Health disparities are a major challenge in American medicine, and particularly in pediatrics. American children today are more likely to live in poverty than adults, and social disadvantages tend to cluster in families across multiple generations. This intergenerational cycle of disadvantage creates a succession in which families have limited means of escaping. Cheng et al. take us on a thorough tour of these cycles of disparity in their State of the Art Review (10.1542/peds.2015-2467)
In this article, the authors review the current frameworks for intergenerational transmission of health disparities, highlighting models that focus on (1) intrauterine and early life exposures, (2) exposures across the life course, (3) and the cumulative response to environmental stressors over time. Based on these models, the authors review the current 2-generation approach to blocking intergenerational transmission. This approach focuses on supporting the child, but also improving the family’s circumstances by supporting the parents. By targeting both parents and children, the goal is to help lift the entire family out of poverty.

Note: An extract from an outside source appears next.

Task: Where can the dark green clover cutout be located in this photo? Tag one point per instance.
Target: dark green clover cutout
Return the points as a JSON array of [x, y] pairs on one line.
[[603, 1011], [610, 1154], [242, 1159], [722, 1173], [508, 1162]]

However, the authors argue that this is not enough. Instead, they recommend going further by outlining a 3-generation approach. The author’s approach would include the same components of the 2-generation approach, with the addition of considerations for subsequent generations. This forward-thinking model is rooted in the vein of preventive medicine, fixing problems before they start for future generations. The authors propose four areas that a 3-generation approach could help to improve: (1) youth’s capacities for educational attainment, transition to work and adult productivity; (2) preconception health; (3) reproductive life planning; and (4) parenting skills and capacities.
This 3-generation approach has the promise of breaking the intergenerational cycle of disadvantage, but there are obstacles in the path. First, this intergenerational approach requires longitudinal integration of medical services, which the authors term “vertical integration of health services.” However, this integration is at odds with our current age-based system of medicine (i.e. pediatrics, obstetrics/gynecology, internal medicine, and geriatrics). Additionally, reimbursement algorithms are not currently suited to support the necessary inter-professional collaboration. The 3-generation approach would also necessitate the merging of health services with non-medical service sectors including schools and social services---something much needed but more easily said than done. Lastly, this 3-generation approach may run into political headwinds as a result of costs associated with potential programs and the inherent controversy surrounding universal family planning. Given the importance of breaking intergenerational cycles of poverty, these are obstacles that are well worth confronting.